Even for those who get close to the top - it can be difficult to go all the way. I know of no other country that has had their industry so heavily dominated by such an unchanging (and male) leadership few. Title inflation can only go so far. If the bright talent at the second level can’t move up, they will move out - and we sorely need that fresh blood.

The Ugly

It is sad to say that some of the worst aspects of our business are almost entirely self-inflicted and derive from the single fact that we are amorphous. There is little unity in our profession. Instead, we have factions, some significant egos, an overload of politics and sadly, some behaviours that lack integrity. All these are driven by short-sighted in-fighting – we seem to believe that our threat is the next Agency as opposed to the next vertical.

These might be some examples:

It borders on the masochistic that, without taking corrective action, we continue to indulge in the Goafest farce that is annually exposed in the media and so open to ridicule by our clients.

It is derisible that we cannot conform to our own rules or set them hoping the industry colleagues will follow – be it pitching fees or a ‘united front of no’ against clients who have defaulted on our colleagues.

It is humiliating when we allow our profession to be divided and cheapened in the chase of the quick buck. We have recently witnessed reputed names undercut others to secure business which sets poor precedent and demeans the profession.

And it is entirely self-defeating that the industry body has refused to talk about any other form of remuneration outside the 15% commission.
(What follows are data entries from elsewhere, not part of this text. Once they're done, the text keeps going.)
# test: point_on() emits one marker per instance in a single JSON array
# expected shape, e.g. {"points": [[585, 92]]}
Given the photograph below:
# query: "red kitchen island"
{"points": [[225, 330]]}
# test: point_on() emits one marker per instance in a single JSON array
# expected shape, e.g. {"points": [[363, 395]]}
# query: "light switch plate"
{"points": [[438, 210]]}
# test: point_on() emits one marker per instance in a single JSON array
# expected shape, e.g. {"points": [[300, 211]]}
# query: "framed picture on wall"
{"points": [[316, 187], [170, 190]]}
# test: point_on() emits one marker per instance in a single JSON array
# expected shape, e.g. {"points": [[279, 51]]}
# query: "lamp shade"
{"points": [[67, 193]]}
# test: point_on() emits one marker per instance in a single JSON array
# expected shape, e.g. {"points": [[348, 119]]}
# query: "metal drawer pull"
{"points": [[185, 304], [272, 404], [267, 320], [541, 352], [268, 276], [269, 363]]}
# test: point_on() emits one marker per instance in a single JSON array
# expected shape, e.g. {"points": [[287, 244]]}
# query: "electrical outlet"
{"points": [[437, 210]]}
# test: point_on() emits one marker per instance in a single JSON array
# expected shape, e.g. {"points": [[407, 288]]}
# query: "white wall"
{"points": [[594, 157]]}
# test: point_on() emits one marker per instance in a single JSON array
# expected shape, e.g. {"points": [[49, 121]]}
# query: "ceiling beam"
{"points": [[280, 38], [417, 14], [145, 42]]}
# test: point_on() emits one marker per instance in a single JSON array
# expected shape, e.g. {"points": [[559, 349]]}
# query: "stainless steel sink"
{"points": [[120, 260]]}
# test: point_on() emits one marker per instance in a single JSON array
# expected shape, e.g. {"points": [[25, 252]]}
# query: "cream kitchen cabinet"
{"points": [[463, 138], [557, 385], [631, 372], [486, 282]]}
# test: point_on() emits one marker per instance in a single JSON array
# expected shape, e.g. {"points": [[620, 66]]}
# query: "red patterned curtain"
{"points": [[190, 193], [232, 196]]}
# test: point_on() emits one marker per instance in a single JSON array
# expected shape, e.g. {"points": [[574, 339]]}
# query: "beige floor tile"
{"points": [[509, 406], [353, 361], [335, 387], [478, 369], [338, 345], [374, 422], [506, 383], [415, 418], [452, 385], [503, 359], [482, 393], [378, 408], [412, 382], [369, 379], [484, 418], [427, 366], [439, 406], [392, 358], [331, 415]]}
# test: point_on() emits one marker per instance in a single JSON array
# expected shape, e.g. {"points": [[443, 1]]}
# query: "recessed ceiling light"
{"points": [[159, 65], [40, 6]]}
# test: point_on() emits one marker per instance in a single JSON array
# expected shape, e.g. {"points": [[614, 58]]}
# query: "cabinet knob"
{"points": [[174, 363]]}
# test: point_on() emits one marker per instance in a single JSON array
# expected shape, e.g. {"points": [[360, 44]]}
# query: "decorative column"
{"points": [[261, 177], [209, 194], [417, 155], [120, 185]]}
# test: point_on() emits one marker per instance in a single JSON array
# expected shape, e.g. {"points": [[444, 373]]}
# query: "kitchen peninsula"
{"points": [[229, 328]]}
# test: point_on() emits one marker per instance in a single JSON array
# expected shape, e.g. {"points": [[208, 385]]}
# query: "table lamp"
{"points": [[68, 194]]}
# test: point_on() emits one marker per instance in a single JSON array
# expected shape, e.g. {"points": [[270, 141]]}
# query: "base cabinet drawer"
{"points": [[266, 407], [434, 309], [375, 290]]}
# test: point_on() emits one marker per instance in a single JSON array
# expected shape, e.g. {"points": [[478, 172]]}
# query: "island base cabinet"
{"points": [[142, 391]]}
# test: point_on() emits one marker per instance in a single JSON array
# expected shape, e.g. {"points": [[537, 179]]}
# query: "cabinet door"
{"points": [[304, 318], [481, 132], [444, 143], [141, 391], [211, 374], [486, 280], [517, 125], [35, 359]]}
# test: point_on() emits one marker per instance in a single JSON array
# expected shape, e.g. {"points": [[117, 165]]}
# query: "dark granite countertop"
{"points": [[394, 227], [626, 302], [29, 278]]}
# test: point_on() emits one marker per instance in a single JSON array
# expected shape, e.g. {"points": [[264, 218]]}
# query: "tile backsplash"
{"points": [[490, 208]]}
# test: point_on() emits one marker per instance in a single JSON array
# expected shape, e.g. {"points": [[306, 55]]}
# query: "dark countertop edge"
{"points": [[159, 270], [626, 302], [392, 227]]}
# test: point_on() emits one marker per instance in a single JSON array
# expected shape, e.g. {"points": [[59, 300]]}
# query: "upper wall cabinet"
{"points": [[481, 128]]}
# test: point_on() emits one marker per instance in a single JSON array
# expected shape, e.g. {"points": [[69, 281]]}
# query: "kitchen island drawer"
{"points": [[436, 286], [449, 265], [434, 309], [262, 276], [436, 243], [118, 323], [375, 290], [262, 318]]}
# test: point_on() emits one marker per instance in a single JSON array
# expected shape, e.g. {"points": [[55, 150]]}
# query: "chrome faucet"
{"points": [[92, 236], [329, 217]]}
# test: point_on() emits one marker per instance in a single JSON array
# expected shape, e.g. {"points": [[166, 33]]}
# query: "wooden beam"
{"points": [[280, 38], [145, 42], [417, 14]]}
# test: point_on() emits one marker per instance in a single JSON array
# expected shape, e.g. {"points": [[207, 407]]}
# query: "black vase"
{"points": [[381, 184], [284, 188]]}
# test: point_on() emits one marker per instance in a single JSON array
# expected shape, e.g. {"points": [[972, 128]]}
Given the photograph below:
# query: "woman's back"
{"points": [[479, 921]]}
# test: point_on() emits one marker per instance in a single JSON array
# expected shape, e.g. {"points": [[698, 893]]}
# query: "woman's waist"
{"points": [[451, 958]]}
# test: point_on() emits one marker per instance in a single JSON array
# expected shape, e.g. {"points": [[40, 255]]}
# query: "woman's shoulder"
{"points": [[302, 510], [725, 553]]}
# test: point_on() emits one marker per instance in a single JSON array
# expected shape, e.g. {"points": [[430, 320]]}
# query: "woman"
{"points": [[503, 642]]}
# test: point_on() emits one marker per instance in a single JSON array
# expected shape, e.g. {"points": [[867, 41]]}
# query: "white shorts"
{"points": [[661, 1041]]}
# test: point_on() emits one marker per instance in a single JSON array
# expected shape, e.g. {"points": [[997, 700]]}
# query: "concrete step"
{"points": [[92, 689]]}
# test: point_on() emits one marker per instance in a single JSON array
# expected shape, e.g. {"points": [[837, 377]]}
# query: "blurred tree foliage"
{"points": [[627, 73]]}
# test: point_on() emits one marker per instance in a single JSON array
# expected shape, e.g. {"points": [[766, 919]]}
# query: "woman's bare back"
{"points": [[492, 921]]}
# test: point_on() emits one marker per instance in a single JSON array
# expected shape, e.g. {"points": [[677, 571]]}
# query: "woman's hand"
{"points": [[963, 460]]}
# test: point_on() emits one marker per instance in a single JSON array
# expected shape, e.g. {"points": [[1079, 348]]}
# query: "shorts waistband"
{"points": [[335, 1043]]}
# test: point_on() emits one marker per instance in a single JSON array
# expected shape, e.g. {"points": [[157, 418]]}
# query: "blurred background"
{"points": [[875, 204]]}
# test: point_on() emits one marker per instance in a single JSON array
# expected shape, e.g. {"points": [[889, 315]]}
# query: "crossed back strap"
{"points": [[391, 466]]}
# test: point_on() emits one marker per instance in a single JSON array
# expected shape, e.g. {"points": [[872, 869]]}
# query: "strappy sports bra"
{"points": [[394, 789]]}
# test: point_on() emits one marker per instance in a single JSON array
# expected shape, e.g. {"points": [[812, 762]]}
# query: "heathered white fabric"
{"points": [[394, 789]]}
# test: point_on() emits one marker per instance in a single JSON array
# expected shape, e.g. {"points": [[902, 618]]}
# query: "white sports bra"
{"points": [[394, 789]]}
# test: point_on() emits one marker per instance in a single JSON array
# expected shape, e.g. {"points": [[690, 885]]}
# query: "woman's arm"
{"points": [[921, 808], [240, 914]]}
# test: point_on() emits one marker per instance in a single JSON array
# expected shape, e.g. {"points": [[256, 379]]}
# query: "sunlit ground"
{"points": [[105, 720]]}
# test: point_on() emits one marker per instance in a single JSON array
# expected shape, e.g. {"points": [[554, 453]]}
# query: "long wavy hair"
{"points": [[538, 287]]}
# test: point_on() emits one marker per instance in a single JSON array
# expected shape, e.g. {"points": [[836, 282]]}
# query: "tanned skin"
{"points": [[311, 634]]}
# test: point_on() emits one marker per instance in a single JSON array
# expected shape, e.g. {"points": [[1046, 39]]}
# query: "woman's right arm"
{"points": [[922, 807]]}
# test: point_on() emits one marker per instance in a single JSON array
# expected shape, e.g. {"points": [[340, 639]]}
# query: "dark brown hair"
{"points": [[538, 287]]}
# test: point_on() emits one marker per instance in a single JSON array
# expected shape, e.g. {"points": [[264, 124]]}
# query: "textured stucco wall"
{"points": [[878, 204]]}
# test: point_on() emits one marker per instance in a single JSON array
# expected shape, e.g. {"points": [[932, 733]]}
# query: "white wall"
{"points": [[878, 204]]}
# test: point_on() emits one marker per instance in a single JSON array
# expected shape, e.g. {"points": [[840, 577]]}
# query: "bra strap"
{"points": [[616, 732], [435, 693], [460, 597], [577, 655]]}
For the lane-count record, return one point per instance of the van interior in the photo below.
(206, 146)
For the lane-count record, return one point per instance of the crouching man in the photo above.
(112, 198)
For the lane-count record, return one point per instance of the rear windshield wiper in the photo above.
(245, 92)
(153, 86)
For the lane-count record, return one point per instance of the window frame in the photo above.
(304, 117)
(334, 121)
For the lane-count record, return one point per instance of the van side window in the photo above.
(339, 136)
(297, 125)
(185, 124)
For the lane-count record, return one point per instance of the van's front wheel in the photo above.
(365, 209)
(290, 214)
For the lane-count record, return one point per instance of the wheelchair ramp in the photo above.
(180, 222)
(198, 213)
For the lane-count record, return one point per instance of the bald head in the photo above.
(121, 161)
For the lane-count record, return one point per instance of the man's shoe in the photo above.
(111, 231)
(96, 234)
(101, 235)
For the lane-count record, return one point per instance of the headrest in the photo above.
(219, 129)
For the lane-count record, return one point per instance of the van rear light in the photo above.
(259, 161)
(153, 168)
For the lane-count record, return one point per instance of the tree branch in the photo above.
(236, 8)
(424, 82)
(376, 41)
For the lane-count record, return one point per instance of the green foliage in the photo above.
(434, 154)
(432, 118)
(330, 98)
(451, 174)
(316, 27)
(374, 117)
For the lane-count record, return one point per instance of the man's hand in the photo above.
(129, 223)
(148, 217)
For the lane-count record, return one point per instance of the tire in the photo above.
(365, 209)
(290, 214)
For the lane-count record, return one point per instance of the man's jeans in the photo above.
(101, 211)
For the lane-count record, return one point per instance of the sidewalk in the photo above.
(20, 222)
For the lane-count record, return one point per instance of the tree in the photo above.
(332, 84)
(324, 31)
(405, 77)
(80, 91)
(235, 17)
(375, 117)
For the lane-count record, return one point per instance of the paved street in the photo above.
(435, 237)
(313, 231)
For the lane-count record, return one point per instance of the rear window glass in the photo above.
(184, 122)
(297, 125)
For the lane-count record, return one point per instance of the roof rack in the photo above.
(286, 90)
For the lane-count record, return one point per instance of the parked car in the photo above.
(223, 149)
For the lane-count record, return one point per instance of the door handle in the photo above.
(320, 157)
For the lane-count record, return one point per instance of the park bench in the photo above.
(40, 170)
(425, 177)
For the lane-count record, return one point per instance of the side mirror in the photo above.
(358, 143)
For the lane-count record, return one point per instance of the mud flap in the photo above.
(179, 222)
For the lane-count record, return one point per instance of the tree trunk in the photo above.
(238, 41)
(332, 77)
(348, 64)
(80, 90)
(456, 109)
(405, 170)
It is sad that we are so passive and retroactive. Instead of preparing our industry for what is to come, our energies are spent on churning the basics of yesteryear. We must now act decisively and fast. One mantra would help enormously: United we stand, divided we fall.

It is inevitable that when talking about industry issues, the source of resolution for them lies squarely at the door of the industry body that leads us and the members that constitute that body.

The 3A’s of India must lead with decisiveness and strength of purpose that is driven from principle. Political compromise is killing us. I feel, however, they need help to do so and it should come from the men who are capable of putting the interests of our profession above their own agencies. Balki, Piyush and Prasoon, as the lead practitioners of our craft, you can help the industry enormously by stepping forward with aligned and open perspectives and solutions on some of the biggest creative issues facing the industry.

May we start with sorting Goafest please?